Former FDA Commissioners Warn New Vaccine Policies Could Undermine Longstanding Regulatory Framework

A group of 12 former and acting FDA commissioners have published a new commentary in the New England Journal Medicine (NEJM), expressing concern about recent FDA internal memos and policy proposals regarding vaccine safety.¹

The article follows an internal agency communication that was obtained by CNN on November 29, revealing that the FDA plans to alter its vaccine approval process based on allegations that COVID-19 vaccination caused the deaths of 10 children.²

FDA to update vaccine approval process

In the memo, Vinay Prasad, MD, MPH, FDA chief medical and scientific officer, director of the FDA Center for Biologics Evaluation and Research (CBER), stated: “Healthy young children who faced tremendously low risk of death were coerced, at the behest of the Biden administration, via school and work mandates, to receive a vaccine that could result in death.”

While Prasad did not disclose details on the deaths or how the FDA came to this conclusion, he cited an “internal analysis” that reviewed 96 deaths reported to the Vaccine Adverse Event Reporting System (VAERS) and linked 10 to COVID-19 vaccination.

As described by Prasad in the internal FDA memo, the agency’s new approval process for vaccines will include:

• Higher evidence threshold. Vaccines will need more robust data demonstrating both safety and clinical value before marketing.
• Pregnancy-specific requirements. Stricter authorization standards for vaccines used in pregnant women.
• Efficacy demonstration shift. Pneumonia vaccines must show actual disease reduction rather than relying on antibody levels as a surrogate.
• Flu vaccine framework update. Annual influenza vaccine approval process will be revised and reappraised for safety.
• Label transparency. Vaccine labels will reflect honest and clear safety information.
• Potential for longer trials. Larger, more comprehensive studies may be required, slowing overall approval timelines.

Former commissioners express concern over new framework

In their NEJM commentary, the former FDA heads stated, “We are deeply concerned by sweeping new FDA assertions about vaccine safety and proposals that would undermine a regulatory model designed to ensure that vaccines are safe, effective, and available when the public needs them most.”

Overall, the former FDA commissioners stated that the agency’s current actions threaten public trust and undermine a regulatory framework designed to ensure vaccines are safe, effective, and available.

Traditional use of immunobridging vaccine studies abandoned

Specifically, the group reinforced its belief in the FDA’s traditional use of immunobridging studies, which use correlates of protection (antibody responses) as surrogates for efficacy.
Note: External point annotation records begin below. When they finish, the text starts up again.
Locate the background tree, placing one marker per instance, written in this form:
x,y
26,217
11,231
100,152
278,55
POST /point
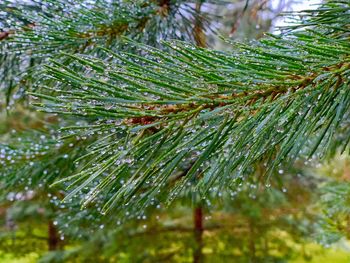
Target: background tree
x,y
146,126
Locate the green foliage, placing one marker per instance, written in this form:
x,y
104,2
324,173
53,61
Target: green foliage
x,y
272,101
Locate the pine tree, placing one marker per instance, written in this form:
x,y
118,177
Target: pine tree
x,y
142,123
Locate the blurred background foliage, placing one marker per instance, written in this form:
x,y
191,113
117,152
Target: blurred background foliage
x,y
303,217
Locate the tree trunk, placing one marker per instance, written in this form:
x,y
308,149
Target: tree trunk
x,y
53,239
198,234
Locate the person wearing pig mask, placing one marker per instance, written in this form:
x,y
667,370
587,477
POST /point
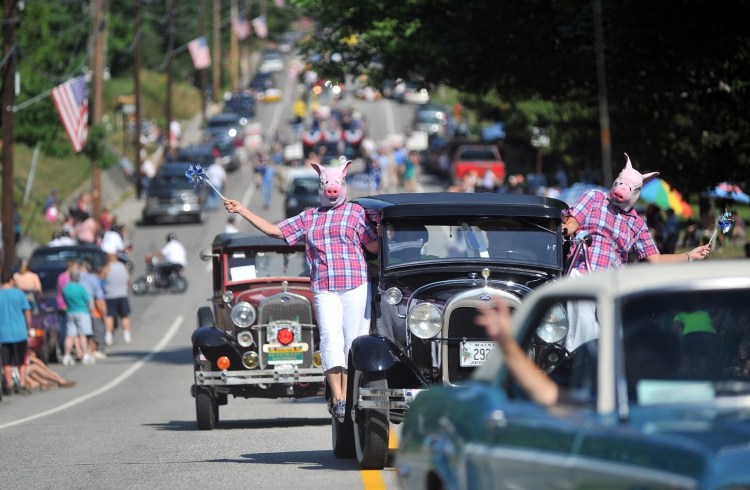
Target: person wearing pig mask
x,y
334,234
615,229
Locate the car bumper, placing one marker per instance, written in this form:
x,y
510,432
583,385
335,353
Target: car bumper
x,y
280,374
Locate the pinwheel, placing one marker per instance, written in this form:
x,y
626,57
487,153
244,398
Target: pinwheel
x,y
197,176
725,223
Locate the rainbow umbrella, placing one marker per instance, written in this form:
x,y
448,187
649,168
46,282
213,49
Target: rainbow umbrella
x,y
661,194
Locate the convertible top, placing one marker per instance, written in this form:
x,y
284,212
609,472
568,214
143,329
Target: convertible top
x,y
254,240
428,204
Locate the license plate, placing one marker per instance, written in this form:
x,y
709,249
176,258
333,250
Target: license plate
x,y
475,353
286,355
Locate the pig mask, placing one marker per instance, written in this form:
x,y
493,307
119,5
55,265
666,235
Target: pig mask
x,y
332,184
627,186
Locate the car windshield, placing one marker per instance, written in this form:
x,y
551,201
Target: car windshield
x,y
682,347
245,265
532,241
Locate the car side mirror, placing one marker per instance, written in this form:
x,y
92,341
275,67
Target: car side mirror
x,y
206,255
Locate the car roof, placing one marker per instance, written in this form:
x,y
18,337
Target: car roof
x,y
254,240
479,204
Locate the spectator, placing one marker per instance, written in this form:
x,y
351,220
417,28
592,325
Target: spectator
x,y
116,287
174,257
40,376
231,227
27,280
78,305
93,286
15,322
215,174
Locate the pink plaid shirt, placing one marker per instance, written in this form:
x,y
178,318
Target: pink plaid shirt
x,y
614,232
334,239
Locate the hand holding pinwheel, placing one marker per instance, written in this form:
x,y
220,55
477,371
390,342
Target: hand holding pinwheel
x,y
197,176
725,223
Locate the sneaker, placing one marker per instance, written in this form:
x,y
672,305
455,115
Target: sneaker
x,y
339,409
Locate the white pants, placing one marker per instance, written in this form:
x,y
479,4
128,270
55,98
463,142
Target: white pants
x,y
342,317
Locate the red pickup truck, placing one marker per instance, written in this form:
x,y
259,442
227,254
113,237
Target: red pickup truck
x,y
478,158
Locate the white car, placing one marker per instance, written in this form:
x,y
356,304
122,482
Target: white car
x,y
272,63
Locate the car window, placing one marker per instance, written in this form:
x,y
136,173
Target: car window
x,y
244,265
519,240
681,346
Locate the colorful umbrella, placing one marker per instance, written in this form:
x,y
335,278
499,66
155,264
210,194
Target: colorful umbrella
x,y
733,192
661,194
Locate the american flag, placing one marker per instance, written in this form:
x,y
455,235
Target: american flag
x,y
259,25
199,53
241,27
73,106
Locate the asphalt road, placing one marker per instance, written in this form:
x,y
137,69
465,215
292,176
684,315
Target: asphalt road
x,y
130,420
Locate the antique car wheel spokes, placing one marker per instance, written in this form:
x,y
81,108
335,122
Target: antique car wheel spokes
x,y
206,408
371,426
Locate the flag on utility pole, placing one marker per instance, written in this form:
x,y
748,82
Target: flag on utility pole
x,y
71,100
241,27
199,53
259,25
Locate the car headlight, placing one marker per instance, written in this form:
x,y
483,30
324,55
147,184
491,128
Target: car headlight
x,y
424,321
243,314
393,296
554,326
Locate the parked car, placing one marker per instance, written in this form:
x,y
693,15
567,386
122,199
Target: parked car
x,y
225,125
645,405
171,197
477,158
259,338
50,262
206,153
44,334
303,193
440,255
430,118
This approach avoids the need for full-scale efficacy trials for each new strain or formulation.

“Using this approach, once a reliable correlation with effectiveness has been established, a vaccine’s ability to stimulate the immune system to produce protective antibodies can serve as a surrogate for its efficacy in helping patients avoid infections and complications from rapidly evolving viruses such as SARS-CoV-2 and influenza,” they wrote, “Because these viruses change frequently, repeating large-scale efficacy trials for every new seasonal strain is not feasible within the time needed to update the vaccines.”

The former chiefs also expressed skepticism over how the agency connected the 10 deaths to COVID-19 vaccination, calling out Prasad’s use of VAERS data as definitive proof of vaccine harm, and bypassing rigorous clinical evaluation.
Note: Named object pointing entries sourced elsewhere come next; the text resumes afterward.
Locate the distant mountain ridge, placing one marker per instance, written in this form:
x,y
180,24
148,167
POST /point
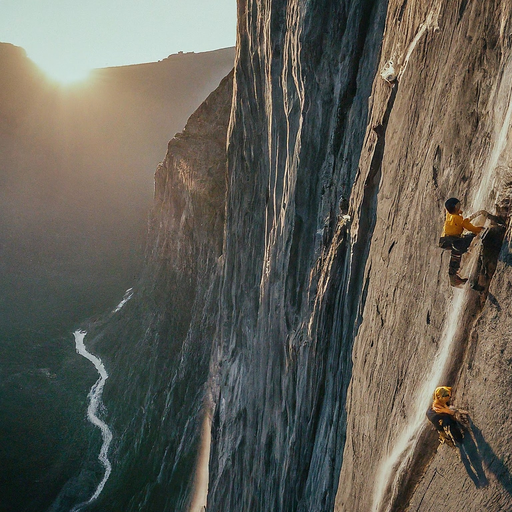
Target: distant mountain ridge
x,y
77,163
77,170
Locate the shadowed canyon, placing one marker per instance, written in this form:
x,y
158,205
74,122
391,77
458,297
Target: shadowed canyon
x,y
294,313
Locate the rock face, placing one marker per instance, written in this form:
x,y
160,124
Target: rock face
x,y
330,321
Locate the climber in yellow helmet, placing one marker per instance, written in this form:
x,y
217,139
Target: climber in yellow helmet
x,y
453,238
442,416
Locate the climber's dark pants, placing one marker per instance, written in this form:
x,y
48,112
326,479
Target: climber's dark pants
x,y
458,245
440,421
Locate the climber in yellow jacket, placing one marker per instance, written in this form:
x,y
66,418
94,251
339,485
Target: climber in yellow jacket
x,y
442,416
454,239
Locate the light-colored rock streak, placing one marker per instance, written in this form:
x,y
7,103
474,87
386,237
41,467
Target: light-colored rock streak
x,y
396,463
431,22
393,466
94,404
200,494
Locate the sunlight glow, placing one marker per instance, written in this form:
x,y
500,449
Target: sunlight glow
x,y
64,73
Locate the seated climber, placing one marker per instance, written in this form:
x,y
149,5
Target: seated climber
x,y
442,416
453,238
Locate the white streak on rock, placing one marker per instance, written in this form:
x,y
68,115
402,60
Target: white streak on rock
x,y
94,404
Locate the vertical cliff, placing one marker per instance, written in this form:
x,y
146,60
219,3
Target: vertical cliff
x,y
318,336
311,302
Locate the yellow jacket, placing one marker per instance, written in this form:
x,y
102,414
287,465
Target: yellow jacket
x,y
455,224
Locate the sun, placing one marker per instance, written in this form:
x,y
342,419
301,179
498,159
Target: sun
x,y
62,72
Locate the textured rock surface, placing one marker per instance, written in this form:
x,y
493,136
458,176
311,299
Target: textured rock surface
x,y
297,295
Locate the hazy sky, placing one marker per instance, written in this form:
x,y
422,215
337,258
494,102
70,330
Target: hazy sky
x,y
66,38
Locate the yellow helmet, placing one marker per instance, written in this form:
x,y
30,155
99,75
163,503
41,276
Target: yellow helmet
x,y
442,392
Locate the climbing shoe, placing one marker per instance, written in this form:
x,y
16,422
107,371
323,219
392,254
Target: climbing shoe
x,y
456,280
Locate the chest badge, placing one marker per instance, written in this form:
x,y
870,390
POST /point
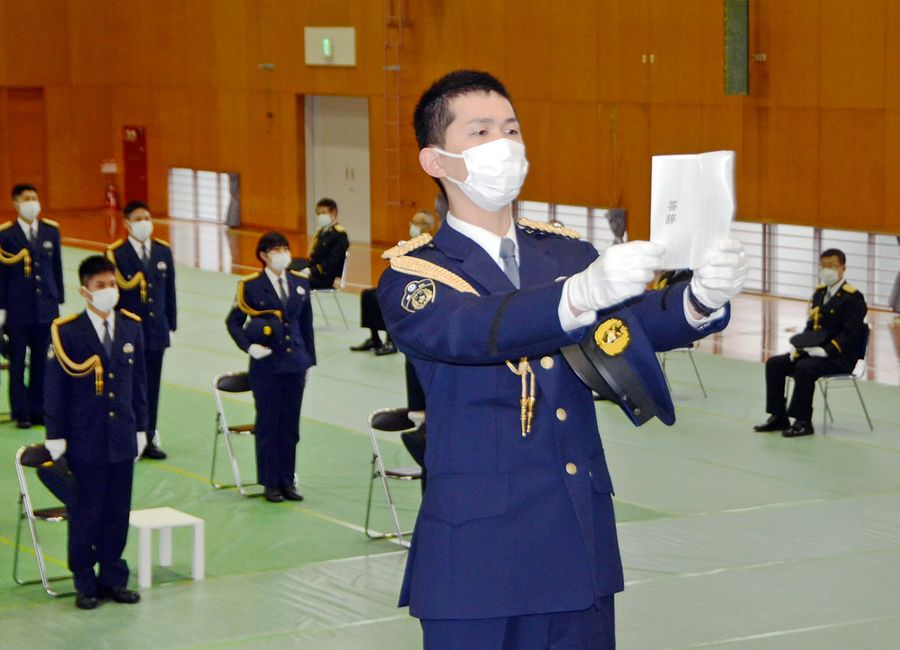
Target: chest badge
x,y
418,295
612,337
“The memo asserts, incorrectly, that ‘we do not have reliable data’ on the benefits of COVID vaccination in children,” the former commissioners wrote. “Reasonable scientists should engage in open debate about how best to shape recommendations for children at lower risk for COVID-19, but substantial evidence shows that vaccination can reduce the risk of severe disease and hospitalization in many children and adolescents.”

Earlier changes to vaccine research by FDA heads

Earlier this year, Prasad and FDA Commissioner, Marty Makary, MD, MPH, called for any new COVID-19 vaccines to undergo testing in placebo-controlled trials in their own NEJM article.
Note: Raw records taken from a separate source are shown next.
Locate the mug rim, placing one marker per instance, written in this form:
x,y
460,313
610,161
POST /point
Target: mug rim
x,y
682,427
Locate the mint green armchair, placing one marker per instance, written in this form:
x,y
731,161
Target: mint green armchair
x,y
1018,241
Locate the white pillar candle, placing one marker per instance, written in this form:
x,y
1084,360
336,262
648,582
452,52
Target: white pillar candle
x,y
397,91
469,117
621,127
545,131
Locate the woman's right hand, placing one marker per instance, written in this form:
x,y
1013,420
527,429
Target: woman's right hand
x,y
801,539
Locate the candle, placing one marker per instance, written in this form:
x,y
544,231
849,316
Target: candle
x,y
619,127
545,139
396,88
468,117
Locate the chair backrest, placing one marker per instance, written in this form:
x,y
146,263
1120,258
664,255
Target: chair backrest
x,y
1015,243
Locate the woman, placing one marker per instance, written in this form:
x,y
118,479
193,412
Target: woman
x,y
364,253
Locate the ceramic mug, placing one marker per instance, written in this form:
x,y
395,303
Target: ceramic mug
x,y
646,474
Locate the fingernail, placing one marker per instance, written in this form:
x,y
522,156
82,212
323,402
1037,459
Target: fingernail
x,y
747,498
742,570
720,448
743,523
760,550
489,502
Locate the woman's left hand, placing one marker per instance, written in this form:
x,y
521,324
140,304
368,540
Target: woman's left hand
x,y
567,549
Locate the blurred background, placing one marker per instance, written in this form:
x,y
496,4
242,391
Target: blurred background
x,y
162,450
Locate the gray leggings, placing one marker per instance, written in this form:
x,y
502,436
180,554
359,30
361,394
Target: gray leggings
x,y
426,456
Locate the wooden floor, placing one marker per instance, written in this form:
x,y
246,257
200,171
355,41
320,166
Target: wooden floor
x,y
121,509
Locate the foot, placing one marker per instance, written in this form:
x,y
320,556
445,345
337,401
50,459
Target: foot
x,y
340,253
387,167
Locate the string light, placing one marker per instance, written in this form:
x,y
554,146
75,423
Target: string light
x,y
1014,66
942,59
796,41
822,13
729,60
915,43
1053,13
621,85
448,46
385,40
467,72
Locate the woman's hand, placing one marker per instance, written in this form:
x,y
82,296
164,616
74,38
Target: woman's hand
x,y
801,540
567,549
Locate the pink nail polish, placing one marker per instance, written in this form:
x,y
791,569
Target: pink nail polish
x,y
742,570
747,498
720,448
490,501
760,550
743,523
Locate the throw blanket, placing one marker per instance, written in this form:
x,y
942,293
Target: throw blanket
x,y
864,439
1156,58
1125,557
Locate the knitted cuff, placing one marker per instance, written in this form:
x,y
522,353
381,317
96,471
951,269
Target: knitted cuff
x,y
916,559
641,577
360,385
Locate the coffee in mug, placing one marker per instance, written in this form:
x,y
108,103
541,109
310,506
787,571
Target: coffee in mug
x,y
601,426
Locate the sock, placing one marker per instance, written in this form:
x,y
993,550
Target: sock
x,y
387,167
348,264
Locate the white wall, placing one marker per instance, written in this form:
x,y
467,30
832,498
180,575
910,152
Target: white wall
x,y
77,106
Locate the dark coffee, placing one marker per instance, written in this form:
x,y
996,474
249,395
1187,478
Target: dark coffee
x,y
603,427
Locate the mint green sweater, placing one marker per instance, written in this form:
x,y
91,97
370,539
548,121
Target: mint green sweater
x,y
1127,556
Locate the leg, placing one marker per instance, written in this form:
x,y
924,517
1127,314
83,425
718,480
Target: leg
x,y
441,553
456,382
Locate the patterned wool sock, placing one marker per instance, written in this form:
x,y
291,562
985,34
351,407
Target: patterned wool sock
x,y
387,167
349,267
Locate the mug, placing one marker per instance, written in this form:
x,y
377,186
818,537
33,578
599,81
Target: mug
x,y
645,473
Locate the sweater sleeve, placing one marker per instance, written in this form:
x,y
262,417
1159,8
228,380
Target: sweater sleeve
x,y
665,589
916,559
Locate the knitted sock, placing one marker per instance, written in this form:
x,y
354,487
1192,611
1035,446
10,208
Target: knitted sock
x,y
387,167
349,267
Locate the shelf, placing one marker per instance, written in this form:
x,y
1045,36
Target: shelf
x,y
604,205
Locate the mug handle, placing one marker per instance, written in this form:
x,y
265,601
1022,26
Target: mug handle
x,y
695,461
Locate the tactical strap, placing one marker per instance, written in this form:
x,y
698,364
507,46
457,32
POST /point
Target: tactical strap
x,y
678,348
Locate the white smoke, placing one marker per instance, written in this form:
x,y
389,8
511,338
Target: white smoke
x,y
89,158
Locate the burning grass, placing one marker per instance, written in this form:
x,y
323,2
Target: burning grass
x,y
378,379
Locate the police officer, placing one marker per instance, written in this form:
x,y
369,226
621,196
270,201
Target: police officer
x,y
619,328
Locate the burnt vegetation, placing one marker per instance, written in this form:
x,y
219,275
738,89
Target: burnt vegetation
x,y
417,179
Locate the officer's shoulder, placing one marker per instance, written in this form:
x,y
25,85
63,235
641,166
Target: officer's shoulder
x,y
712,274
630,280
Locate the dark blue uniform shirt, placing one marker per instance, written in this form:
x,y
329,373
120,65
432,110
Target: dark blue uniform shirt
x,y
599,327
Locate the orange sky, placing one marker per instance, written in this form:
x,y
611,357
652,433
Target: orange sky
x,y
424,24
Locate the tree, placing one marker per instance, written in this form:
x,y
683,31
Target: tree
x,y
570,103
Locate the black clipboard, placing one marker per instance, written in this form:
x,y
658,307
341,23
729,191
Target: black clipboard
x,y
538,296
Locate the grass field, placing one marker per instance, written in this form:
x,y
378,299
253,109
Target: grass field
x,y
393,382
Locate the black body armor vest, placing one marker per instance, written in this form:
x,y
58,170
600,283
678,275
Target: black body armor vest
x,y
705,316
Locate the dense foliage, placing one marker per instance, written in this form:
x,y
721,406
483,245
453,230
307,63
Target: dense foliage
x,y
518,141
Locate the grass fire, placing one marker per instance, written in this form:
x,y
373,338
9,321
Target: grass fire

The newly proposed design for these trials included:

• Randomized studies showing clinical outcomes are required for low-risk populations before BLAs, while high-risk groups (e.g., older adults) are exempt.
• Trials must use symptomatic COVID-19 as the primary endpoint, with secondary endpoints of severe disease, hospitalization, and death.
• Studies should show 30% efficacy, include participants with recent prior infection, and provide at least six months of follow-up.

In the NEJM commentary, the former commissioners expressed concern that the memo’s recommendations would raise the approval threshold for vaccines, making development slower, costlier, and more subjective. They added that the requirement of extensive premarket randomized trials for most new products could discourage innovation, hinder the replacement of outdated vaccines, and put in place steep barriers for smaller biotech companies, which could limit competition and ultimately push prices even higher.

“It is important to create a clear, science-driven, and well-reasoned pathway to approval; otherwise, innovators will have no reliable way to design their development programs,” they wrote. “The people most affected by the FDA’s proposed framework will include older Americans and those with weakened immune systems who rely most on the protection that timely and updated vaccines can offer.

“The new approach would also evade public transparency, including long-standing statutory and regulatory mechanisms that enable disagreements about benefit–risk balance, clinical trial end points, trial design, and data analysis to be aired in public.”

Industry insight

In anticipation of a potential shift in the regulatory framework around vaccine trials, Applied Clinical Trials previously spoke with Krinx Kong, chief commercial officer, Cognivia, to gain insight.

In a video interview, Kong explained: “Now, if a policy shift were to mandate placebo use in all vaccine trials, even where active comparators might be more appropriate, we'd likely see significant impacts on both design complexity and timelines. First, ethics boards may push back. If an effective vaccine already exists, withholding it in favor of placebo could be viewed as unethical. This leads to delays, extra review cycles, and potential public concern.”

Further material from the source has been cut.